Geçtiğimiz hafta Sipahi’ye oldukça merak uyandırıcı bir sahne ile veda ettik. Habtor ve Yıldırım’ın karşılaşmasıyla eski düşmanların ikisi de kendi köşelerine çekildi ve şimdilik aralarında başı sonu belli olmayan bir labirentte ne zaman biteceği belli olmayan bir savaş başladı.

Yıldırım Bozok geçmişinde gerçek acıları, kayıpları olan, yaptığı işle hayatındaki güzel olan her şeyi kaybetmiş bir adam olarak çıktı karşımıza. Bu haftaya kadar olaylar karşısında sakinliğini, vakur duruşunu koruyan Yıldırım, bu hafta bunu başaramadı. Sorgudaki Habtor’un sağ kolu, tüm sırlarını bilen adamı gözünü kırpmadan öldürdü. Şimdi ilk bakışta bu durum bana amatörce geldi ne yalan söyleyeyim, bir anda Yıldırım gibi bir adamın duygularına yenik düşmesini saçma buldum. Üzerine düşününce aslında çok da mantıksız olmadığına kanaat getirdim. Bu hayatta her şey görev değildir, hele de işin içine aile, sevdiklerin girdiğinde bambaşka birine dönüşür insan. Bence Yıldırım hala geçmişte yaşıyor. Hala o günde, o acıda diye düşünüyorum. Elbette onun gibi adamlardan daha metanetli, görev odaklı olmalarını bekliyoruz ama size bir soru sormam istiyorum. İnsan vatanını neden sever? Neden bizim için bu kadar kıymetli? Evet tarihimiz, bayrağımız önemli ama bu kadarla sınırlı mıdır? İnsan ülkesini içindeki insanlar için, anıları, kökleri orada olduğu için sever. Bu yüzden bağlıdır. Aksi halde bayrak bir bez, vatan dediğin de bir toprak parçasından ibaret olur. Yıldırım bu ülkenin insanları için en değerli iki varlığını kaybetmiş bir adam. Karısını elleriyle toprağa vermiş, kızına ne olduğunu bilmesem de ben pisim, güzel olan şeylerden uzak durmalıyım diyerek kendinden uzaklaştırdı diye düşünüyorum. Bu sebeple karısının cinayetini, bağlantılarını anlatırken Yıldırım bir anda gereğini yaptı ve sorgudaki teröristi öldürdü. Bence bunun iki sebebi var bir kimsenin onun geçmişini bilmesini istememesi, ikincisi de kimsenin bu durumu Yıldırım için bile olsa kişisel bir mesele haline getirmemesini istemesi ya da her şeyi de öğrenmemelerini istemesi diye düşünüyorum. Yoksa Korkut Ali’ye neden anlatmasın bu meseleyi değil mi ama?

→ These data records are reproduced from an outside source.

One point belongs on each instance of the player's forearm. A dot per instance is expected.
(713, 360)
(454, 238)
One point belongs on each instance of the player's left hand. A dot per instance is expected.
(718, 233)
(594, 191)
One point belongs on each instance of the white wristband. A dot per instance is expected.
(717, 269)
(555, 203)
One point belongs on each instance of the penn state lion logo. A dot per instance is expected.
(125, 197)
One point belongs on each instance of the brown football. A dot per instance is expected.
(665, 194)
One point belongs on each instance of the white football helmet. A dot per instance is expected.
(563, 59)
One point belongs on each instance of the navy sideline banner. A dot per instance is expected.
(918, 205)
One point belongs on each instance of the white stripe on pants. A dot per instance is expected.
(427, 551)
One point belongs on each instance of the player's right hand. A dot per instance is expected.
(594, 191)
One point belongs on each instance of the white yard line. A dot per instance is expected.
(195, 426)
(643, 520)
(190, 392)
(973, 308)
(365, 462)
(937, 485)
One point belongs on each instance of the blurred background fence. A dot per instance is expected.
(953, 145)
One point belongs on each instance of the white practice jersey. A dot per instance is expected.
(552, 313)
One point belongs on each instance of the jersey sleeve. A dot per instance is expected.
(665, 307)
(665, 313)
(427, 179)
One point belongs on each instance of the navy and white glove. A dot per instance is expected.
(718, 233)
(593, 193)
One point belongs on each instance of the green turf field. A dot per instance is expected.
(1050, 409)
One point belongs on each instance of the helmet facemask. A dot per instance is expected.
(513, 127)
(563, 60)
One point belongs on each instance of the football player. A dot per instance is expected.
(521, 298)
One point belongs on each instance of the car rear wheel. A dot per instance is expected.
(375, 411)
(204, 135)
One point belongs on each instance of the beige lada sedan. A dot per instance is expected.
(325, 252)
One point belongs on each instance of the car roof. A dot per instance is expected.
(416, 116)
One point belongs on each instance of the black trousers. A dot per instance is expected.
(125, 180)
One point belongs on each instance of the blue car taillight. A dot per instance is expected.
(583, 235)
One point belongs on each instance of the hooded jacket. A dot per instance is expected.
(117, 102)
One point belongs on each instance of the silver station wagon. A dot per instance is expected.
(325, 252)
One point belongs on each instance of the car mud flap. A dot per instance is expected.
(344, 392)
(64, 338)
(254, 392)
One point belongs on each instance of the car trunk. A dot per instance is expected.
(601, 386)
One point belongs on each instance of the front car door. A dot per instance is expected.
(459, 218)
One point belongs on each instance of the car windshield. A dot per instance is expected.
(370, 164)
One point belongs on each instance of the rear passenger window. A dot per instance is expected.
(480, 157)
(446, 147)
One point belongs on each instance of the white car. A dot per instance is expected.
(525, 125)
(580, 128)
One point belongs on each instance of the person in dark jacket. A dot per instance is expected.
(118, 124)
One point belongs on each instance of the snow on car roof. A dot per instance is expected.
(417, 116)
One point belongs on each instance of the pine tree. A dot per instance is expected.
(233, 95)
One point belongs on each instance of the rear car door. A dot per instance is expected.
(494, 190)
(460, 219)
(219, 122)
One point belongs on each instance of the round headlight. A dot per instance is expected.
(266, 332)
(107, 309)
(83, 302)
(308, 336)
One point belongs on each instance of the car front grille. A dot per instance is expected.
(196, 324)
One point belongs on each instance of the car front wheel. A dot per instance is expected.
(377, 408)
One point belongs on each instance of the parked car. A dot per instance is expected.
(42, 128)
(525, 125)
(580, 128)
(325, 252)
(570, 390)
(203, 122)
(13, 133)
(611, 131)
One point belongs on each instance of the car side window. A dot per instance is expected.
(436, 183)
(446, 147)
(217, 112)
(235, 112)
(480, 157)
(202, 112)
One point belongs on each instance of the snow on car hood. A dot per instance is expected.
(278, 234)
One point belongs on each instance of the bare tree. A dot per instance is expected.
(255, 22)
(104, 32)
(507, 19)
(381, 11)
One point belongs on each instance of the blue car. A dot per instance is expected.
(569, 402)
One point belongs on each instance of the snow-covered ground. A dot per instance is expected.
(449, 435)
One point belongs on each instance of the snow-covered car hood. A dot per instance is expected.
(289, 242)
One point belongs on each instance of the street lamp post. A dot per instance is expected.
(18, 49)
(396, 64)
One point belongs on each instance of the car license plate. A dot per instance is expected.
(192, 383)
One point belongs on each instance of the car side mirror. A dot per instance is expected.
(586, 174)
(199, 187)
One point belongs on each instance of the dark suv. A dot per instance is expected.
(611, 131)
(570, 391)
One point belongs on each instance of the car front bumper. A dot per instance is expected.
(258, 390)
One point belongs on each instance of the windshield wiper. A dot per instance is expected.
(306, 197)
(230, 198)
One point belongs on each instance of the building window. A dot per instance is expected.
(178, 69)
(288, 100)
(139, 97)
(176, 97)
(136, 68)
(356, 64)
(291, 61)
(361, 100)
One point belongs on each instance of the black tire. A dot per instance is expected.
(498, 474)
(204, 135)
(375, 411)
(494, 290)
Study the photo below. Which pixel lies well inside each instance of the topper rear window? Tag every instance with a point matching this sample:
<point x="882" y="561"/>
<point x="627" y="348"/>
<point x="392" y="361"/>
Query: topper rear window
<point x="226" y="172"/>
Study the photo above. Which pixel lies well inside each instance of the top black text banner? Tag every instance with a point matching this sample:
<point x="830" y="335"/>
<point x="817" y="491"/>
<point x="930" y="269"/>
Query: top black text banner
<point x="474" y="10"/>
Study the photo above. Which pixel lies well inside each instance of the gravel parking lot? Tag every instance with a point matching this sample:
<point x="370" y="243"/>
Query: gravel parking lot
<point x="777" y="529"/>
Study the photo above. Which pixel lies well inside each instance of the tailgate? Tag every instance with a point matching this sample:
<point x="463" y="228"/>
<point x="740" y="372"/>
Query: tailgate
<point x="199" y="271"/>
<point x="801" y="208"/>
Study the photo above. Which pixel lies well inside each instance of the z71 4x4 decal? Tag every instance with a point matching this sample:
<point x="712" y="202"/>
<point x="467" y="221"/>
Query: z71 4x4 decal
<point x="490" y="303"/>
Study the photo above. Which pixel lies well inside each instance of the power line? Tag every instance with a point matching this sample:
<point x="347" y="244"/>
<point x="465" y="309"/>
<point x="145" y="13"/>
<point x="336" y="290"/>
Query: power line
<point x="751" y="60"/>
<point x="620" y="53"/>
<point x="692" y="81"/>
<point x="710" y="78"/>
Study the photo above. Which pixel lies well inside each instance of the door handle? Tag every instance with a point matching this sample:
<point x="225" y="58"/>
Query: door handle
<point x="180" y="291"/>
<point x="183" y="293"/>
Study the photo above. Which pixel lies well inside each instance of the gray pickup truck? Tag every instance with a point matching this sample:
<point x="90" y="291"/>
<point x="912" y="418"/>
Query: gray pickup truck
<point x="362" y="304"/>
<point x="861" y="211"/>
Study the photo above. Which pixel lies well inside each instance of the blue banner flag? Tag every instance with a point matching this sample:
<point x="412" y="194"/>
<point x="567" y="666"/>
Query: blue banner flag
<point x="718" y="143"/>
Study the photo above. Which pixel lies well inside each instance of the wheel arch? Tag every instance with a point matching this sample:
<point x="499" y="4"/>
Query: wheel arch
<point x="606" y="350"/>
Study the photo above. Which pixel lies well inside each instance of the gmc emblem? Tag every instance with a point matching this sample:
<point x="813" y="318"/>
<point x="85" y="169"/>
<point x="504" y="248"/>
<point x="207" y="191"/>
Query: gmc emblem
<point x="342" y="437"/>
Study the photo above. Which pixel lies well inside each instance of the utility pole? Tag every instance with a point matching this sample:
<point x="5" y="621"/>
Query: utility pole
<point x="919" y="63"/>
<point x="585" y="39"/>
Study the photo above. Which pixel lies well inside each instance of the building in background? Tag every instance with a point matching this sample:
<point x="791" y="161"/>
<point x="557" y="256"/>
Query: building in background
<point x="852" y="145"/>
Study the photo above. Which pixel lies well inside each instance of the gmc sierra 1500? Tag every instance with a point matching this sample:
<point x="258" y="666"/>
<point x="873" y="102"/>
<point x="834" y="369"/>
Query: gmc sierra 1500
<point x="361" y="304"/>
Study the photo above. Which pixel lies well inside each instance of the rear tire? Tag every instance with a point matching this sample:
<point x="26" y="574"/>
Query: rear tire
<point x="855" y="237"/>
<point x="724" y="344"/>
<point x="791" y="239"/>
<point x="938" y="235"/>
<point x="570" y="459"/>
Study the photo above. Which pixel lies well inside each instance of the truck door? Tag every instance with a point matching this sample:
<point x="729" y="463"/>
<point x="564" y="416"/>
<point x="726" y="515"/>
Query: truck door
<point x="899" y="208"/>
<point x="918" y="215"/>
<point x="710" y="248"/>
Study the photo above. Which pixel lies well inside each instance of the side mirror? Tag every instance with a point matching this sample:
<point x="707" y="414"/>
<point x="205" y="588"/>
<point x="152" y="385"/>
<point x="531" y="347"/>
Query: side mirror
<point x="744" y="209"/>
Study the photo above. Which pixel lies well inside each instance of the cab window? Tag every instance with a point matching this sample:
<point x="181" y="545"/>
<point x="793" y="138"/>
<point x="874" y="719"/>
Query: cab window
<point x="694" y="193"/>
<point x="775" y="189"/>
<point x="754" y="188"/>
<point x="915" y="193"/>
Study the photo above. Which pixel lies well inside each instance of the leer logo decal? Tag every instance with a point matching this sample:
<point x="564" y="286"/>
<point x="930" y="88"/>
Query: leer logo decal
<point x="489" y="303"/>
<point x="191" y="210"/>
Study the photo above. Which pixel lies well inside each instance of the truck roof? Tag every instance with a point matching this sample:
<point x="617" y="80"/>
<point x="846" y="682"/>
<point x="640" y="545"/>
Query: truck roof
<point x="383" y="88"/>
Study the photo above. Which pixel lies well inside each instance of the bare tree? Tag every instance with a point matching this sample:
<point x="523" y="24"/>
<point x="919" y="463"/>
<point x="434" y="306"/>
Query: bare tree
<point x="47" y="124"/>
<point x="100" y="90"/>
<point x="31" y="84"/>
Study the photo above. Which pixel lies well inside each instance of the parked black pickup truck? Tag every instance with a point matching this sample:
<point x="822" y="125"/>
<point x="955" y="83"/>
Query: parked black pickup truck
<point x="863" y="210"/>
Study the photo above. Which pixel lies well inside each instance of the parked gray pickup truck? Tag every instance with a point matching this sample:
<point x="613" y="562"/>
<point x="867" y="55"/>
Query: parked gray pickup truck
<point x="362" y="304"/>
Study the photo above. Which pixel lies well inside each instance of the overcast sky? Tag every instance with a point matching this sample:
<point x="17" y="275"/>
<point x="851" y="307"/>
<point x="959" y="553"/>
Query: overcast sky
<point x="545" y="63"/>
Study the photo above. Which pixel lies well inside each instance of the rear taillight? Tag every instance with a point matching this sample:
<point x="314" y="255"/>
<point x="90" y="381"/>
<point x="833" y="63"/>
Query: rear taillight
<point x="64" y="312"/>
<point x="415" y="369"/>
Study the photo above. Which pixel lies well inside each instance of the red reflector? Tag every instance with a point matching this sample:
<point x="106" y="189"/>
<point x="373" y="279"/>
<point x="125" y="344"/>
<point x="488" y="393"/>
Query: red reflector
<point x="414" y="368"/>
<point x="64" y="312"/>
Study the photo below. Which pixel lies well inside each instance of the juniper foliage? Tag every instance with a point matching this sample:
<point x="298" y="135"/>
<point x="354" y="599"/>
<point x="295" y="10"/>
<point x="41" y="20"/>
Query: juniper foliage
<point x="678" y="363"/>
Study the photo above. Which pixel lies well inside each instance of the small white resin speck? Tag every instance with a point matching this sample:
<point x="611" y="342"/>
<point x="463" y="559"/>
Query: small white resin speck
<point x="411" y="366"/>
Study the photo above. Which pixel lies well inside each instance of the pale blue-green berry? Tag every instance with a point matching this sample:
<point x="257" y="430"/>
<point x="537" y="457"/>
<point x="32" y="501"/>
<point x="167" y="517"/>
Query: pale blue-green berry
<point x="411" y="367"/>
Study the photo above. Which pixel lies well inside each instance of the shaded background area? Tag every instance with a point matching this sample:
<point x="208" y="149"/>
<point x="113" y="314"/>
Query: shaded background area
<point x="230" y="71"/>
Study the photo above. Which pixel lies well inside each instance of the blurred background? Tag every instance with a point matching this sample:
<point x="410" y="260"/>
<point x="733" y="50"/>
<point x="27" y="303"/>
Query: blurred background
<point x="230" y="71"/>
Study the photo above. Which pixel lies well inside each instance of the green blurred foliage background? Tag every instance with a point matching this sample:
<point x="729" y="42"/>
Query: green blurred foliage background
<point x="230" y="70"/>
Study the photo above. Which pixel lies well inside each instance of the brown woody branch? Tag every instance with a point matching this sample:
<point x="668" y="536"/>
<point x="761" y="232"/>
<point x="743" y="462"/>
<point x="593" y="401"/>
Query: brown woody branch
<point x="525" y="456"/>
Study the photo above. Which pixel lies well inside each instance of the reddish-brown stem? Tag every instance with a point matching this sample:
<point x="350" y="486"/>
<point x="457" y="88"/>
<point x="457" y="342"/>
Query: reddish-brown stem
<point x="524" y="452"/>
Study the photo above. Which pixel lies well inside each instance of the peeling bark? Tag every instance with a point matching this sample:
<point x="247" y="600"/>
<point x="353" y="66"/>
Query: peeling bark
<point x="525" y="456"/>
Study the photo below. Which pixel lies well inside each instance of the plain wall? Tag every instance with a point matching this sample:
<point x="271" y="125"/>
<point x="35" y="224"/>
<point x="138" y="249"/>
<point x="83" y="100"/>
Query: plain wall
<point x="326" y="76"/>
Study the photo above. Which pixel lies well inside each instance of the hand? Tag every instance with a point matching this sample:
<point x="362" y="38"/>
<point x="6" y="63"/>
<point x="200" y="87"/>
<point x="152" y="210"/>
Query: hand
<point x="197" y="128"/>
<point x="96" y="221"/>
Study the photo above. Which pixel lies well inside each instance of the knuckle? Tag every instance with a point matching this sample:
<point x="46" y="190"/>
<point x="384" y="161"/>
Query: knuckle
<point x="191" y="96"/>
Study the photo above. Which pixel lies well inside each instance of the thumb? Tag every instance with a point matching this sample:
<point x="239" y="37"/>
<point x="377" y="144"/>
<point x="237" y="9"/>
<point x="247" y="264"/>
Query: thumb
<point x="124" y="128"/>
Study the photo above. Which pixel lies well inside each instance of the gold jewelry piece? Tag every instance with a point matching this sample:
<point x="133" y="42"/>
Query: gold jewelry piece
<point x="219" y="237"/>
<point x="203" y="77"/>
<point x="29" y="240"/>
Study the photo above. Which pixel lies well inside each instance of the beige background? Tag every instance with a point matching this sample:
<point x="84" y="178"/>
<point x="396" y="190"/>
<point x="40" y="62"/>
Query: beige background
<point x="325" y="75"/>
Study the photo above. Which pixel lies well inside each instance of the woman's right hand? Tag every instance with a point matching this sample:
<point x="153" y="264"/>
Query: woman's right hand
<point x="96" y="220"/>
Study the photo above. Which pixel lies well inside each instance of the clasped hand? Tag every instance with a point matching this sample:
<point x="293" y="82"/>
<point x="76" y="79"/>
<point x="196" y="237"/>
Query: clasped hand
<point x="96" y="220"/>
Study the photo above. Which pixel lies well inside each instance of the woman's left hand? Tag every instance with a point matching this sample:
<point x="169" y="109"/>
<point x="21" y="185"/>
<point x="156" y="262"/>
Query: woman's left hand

Korkut Ali demişken, onun kafası bu hafta Yıldırım yüzünden bi hayli karıştı. Tam sorguda bir çok bilgiye ulaşacakları sırada Yıldırım’ın hareketi Korkut Ali’ye büyük şok oldu. Zira öylesine fevri bir hareketi herkes belki ondan beklerdi ama Yıldırım’dan beklemezdi diye düşünüyorum. Ayrıca Ali’nin istediğinde nasıl sakin ve vakur olabildiğini de görmüş olduk. Tüm sorgu sırasında hareketleri, konuşmaları, her hamlesi çok akılcıydı. Adam kıvırırken bile kontrolünü kaybetmedi. Oldukça hedef odaklı, ne yaptığını bilen bir ajandı.

Herkes Yıldırım’ın Ali’nin delilikleri yüzünden geldiğini düşünedursun ben ondan yeni bir Yıldırım Bozok yaratmak için getirildiğini düşünüyorum. Hatta daha da ileriye gidecek olursam, Yıldırım’dan da iyi bir istihbaratçı yaratmak istiyorlar bence. Korkut Ali’de bu ışık var mı diye düşündüm ve kesinlikle olduğunu söyleyebilirim. Düşünsenize Ali, zor zamanlarda asla ben demeyen, gerektir kendi hayatını gözünü kırpmadan ülkesi için, ülkesinin insanları için verebilecek kadar cesur, kriz anlarında kontrolünü asla kaybetmeyen yetenekli biri. Bazı negatif özellikleri olsa da Suriye’de ve burada yaşananlar onun özel biri olduğunu anlamam için yetti bile ama Yıldırım onda başka bir şeyler daha görüyor : Saklanmış acı.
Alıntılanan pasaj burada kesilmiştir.